The following week a friend and I asked Fana if she wanted to go to the store with us and pick out a pair of shoes. She seemed excited to go with us. It was fall and with winter on its way I tried to steer her towards some sensible options. She didn’t like what I picked out. She kept returning again and again to a pair of flashy and impractical wedge slip-on sandals. 

Against my better judgement we got the sandals. Fana seemed happy. 

The next time I saw her she wasn’t wearing the sandals. She was wearing her old tattered shoes. Didn’t she like them? Had she lost them? Had she sold them? I didn’t ask her about them because I wasn’t sure I wanted to know the answer. 

C.S. Lewis wrote, “I do not believe one can settle how much we ought to give. I am afraid the only safe rule is to give more than we can spare.” 
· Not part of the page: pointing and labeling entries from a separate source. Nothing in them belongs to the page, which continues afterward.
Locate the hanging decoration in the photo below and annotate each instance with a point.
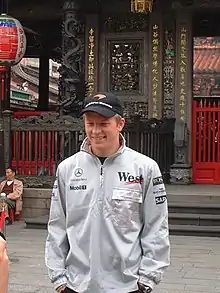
(141, 6)
(12, 41)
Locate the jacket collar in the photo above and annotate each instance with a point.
(86, 146)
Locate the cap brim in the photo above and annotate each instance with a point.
(103, 111)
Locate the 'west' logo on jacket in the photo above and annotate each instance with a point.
(130, 179)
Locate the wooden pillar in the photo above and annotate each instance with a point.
(43, 102)
(181, 171)
(91, 52)
(155, 65)
(5, 88)
(5, 95)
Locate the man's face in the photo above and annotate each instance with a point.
(103, 133)
(10, 175)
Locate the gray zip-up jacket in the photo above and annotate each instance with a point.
(108, 225)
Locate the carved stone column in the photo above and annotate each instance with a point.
(181, 171)
(72, 82)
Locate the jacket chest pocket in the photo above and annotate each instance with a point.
(126, 206)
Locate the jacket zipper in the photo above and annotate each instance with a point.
(101, 176)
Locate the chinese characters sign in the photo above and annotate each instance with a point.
(183, 71)
(155, 69)
(91, 65)
(12, 41)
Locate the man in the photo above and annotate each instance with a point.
(108, 226)
(4, 265)
(11, 191)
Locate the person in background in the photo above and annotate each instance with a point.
(108, 224)
(11, 191)
(4, 265)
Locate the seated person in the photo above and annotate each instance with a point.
(11, 191)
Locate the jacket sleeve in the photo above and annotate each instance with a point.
(17, 191)
(155, 233)
(57, 245)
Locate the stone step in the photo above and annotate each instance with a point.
(194, 219)
(193, 230)
(194, 208)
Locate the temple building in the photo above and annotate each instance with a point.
(161, 57)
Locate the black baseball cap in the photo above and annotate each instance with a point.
(104, 104)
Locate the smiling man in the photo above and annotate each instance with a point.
(108, 226)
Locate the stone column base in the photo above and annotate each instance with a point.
(181, 174)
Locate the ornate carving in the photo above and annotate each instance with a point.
(72, 81)
(181, 174)
(128, 22)
(124, 66)
(47, 122)
(169, 74)
(134, 108)
(37, 181)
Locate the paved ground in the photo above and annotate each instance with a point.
(195, 263)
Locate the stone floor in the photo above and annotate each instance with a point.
(195, 263)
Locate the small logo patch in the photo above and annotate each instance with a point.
(79, 187)
(160, 199)
(157, 181)
(78, 172)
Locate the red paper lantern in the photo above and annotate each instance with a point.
(12, 41)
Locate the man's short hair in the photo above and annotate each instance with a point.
(12, 169)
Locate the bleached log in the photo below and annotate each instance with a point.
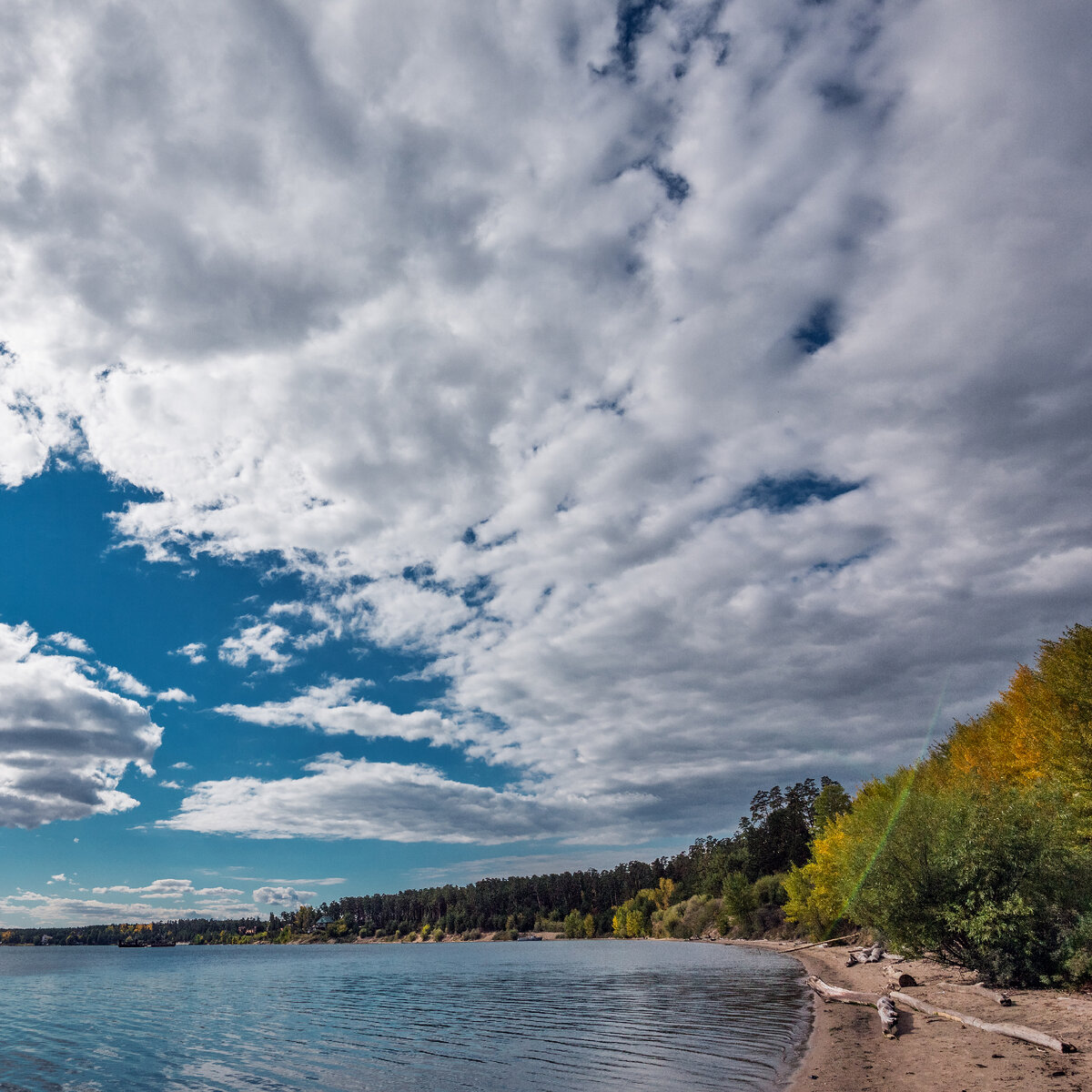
(883, 1004)
(889, 1016)
(899, 977)
(981, 987)
(816, 944)
(873, 955)
(829, 993)
(1013, 1031)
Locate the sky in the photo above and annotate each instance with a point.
(495, 437)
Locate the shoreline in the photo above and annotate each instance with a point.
(846, 1053)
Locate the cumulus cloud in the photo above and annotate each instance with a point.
(66, 742)
(341, 798)
(696, 397)
(123, 681)
(194, 652)
(332, 710)
(71, 642)
(175, 694)
(262, 642)
(288, 896)
(167, 889)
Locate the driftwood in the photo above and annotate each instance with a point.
(1013, 1031)
(899, 978)
(816, 944)
(889, 1015)
(981, 987)
(873, 955)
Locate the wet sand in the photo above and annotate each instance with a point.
(846, 1052)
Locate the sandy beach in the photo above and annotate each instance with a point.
(846, 1052)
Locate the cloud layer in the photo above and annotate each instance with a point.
(703, 396)
(65, 741)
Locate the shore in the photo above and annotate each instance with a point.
(846, 1052)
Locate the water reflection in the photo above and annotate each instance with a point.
(519, 1018)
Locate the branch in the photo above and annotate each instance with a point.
(1014, 1031)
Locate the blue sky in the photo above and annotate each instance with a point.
(452, 441)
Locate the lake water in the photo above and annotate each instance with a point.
(550, 1016)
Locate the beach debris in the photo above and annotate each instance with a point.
(981, 987)
(1013, 1031)
(889, 1016)
(883, 1003)
(899, 978)
(819, 944)
(873, 955)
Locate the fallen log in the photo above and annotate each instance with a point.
(816, 944)
(883, 1004)
(1013, 1031)
(981, 987)
(900, 978)
(889, 1016)
(873, 955)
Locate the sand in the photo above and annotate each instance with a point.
(846, 1052)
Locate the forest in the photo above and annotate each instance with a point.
(980, 855)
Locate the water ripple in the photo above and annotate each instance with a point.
(519, 1018)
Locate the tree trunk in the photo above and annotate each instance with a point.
(889, 1016)
(1013, 1031)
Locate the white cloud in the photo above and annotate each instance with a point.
(175, 694)
(71, 642)
(435, 279)
(288, 896)
(341, 798)
(260, 642)
(66, 742)
(167, 889)
(123, 681)
(331, 709)
(194, 652)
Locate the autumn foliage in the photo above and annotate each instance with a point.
(982, 853)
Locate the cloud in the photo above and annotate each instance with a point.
(543, 347)
(167, 889)
(194, 652)
(332, 710)
(341, 798)
(125, 682)
(175, 694)
(282, 896)
(71, 642)
(257, 642)
(66, 742)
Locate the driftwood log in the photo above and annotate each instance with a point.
(1013, 1031)
(899, 978)
(817, 944)
(981, 987)
(873, 955)
(883, 1004)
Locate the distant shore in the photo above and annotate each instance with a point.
(846, 1052)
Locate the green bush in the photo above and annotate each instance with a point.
(991, 883)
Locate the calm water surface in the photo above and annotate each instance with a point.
(498, 1018)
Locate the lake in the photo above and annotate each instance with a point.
(551, 1016)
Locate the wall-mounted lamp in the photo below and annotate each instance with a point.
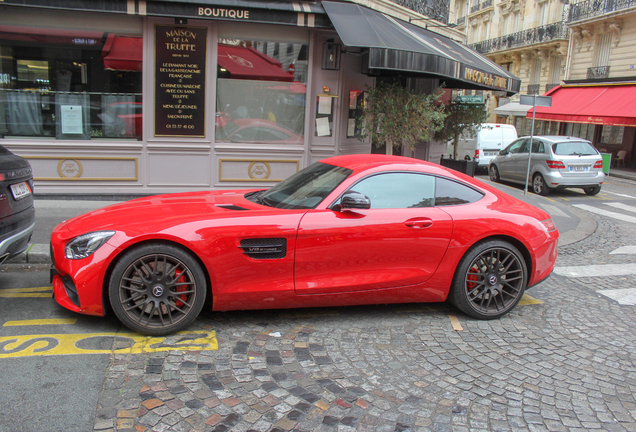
(331, 55)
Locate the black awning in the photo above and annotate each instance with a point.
(397, 46)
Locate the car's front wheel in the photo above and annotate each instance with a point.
(489, 280)
(592, 190)
(157, 289)
(494, 173)
(539, 186)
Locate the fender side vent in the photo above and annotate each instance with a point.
(230, 207)
(264, 248)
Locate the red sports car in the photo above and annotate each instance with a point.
(359, 229)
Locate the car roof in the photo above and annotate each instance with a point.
(558, 138)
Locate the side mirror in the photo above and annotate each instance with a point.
(354, 200)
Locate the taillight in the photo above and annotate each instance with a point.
(555, 164)
(549, 225)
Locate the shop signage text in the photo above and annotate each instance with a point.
(180, 81)
(485, 78)
(225, 13)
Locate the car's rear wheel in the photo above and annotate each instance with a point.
(489, 280)
(494, 173)
(157, 289)
(592, 190)
(539, 186)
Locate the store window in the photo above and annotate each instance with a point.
(70, 84)
(262, 87)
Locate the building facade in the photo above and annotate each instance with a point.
(143, 97)
(528, 38)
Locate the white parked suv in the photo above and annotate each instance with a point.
(557, 162)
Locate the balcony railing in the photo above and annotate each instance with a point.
(531, 36)
(591, 8)
(534, 88)
(598, 72)
(434, 9)
(549, 87)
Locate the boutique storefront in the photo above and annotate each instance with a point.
(144, 97)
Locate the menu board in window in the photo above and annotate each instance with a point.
(180, 81)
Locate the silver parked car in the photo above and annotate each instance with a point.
(557, 162)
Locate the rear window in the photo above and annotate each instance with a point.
(574, 148)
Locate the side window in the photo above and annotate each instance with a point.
(450, 192)
(398, 190)
(537, 146)
(516, 147)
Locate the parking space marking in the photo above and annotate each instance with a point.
(625, 296)
(596, 270)
(622, 206)
(27, 292)
(56, 321)
(103, 343)
(619, 216)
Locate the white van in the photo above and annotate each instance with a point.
(490, 139)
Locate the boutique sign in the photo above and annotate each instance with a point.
(180, 81)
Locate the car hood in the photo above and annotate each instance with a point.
(162, 211)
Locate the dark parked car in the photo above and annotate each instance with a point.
(17, 215)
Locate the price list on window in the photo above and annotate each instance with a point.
(180, 81)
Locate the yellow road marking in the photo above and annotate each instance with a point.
(27, 292)
(40, 322)
(455, 323)
(29, 289)
(527, 300)
(101, 343)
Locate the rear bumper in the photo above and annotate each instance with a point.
(556, 180)
(16, 240)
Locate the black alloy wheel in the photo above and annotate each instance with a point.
(494, 173)
(157, 289)
(490, 280)
(538, 185)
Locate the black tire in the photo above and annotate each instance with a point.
(538, 185)
(494, 173)
(157, 289)
(593, 190)
(490, 280)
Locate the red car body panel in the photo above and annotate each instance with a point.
(333, 258)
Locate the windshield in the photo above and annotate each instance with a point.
(305, 189)
(578, 148)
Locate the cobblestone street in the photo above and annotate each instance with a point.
(563, 362)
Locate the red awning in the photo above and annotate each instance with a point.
(608, 104)
(248, 63)
(123, 53)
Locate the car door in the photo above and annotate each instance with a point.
(399, 241)
(506, 163)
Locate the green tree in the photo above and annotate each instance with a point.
(462, 119)
(395, 116)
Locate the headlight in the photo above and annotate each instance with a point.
(85, 245)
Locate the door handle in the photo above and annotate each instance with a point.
(420, 223)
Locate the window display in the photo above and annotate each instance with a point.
(261, 91)
(69, 84)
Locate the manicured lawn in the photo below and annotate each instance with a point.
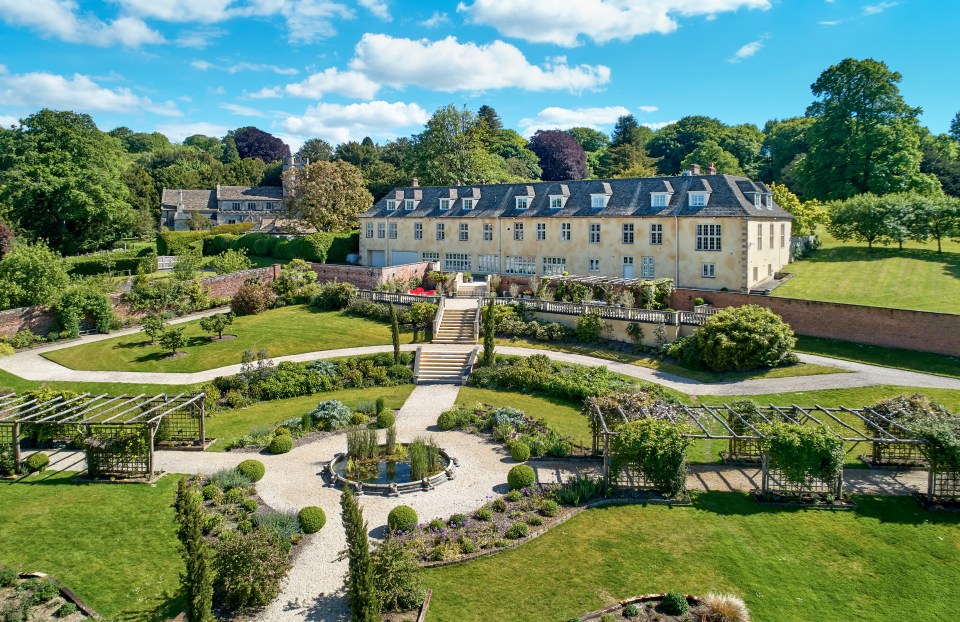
(889, 559)
(115, 545)
(288, 330)
(561, 415)
(641, 360)
(923, 362)
(916, 278)
(231, 424)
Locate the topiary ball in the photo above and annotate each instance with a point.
(521, 476)
(252, 469)
(281, 444)
(520, 451)
(312, 519)
(402, 518)
(386, 419)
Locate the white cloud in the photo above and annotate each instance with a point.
(555, 118)
(437, 19)
(79, 92)
(338, 123)
(59, 18)
(874, 9)
(378, 8)
(346, 83)
(563, 23)
(447, 66)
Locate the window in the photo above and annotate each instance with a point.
(488, 264)
(456, 262)
(646, 267)
(521, 265)
(708, 237)
(656, 234)
(554, 266)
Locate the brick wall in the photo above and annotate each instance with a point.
(895, 328)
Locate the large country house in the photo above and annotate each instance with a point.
(704, 231)
(226, 205)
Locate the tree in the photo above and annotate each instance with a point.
(561, 156)
(316, 149)
(864, 137)
(361, 591)
(172, 339)
(328, 195)
(196, 581)
(217, 323)
(255, 143)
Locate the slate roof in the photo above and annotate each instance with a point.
(729, 196)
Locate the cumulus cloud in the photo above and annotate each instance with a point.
(555, 118)
(563, 23)
(59, 18)
(78, 92)
(337, 123)
(447, 66)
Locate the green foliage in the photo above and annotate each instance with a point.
(743, 338)
(657, 449)
(253, 470)
(521, 476)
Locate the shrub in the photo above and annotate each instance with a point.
(37, 462)
(741, 338)
(281, 444)
(519, 451)
(521, 476)
(402, 518)
(312, 519)
(252, 470)
(674, 604)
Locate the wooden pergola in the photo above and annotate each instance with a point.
(118, 433)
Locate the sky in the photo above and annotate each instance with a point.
(345, 69)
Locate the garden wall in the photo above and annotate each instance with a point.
(893, 328)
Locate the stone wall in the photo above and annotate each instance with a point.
(893, 328)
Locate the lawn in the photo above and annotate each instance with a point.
(288, 330)
(114, 545)
(887, 560)
(231, 424)
(561, 415)
(916, 278)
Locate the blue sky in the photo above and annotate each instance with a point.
(344, 69)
I saw someone who needed shoes and I gave her shoes. I saw a need and honed in on a practical solution. That’s a good thing, right? But giving Fana a pair of shoes was well within the realm of what I could spare. It didn’t stretch me or challenge me. It didn’t necessitate time or attention—things that are much harder for me to part with.

I have written a quote on a chalkboard in my house by French philosopher Simone Weil. It reads, “Attention is the rarest and purest form of generosity.” My giving was more of a knee-jerk-reaction to a need than an act of generosity. 

Over the course of many months of driving her to and from church and talking with her on the phone I did have more time with Fana. I learned of her sadness in losing her children. I heard her story of how she traded one world of suffering for another. I saw her frustration with her inability to understand the language and the place she now found herself in. I saw that in her tattered old purse that carried bits of plastic bags, random found objects, and what seemed like trash, she also carried the beautifully intricate beaded jewelry she made. 

St. Paul wrote in 1 Corinthians 13:3 that “though I bestow all my goods to feed the poor … but have not love, it profits me nothing.” 

Fana needed so much—a home, a job, her family restored, her mind restored, and even some new shoes. But what I failed to understand till much later was that what she enjoyed about going to the store to pick out those shoes was the attentiveness that was offered to her then. 

Giving that is separated from love is empty. And generosity without attention is common and limited.

Fana is not unlike others I have met through Reconciliation Services. Trauma, displacement, abuse, poverty, mental illness, sickness, and addiction rob people of their dignity and so much more. By honoring and deeply respecting people, Reconciliation Services labors to cultivate true veneration for the people it serves. It is a generosity that is born out of attentiveness and it goes far beyond a quick fix for an immediate need. 

Fana has moved to another state. We have talked on the phone a few times since she moved. I never did see her wear those silly sandals. But in the end it wasn’t about me giving her the shoes I thought she needed—the quick fix. In the end, I needed to see that the most generous gift I could offer her was attention.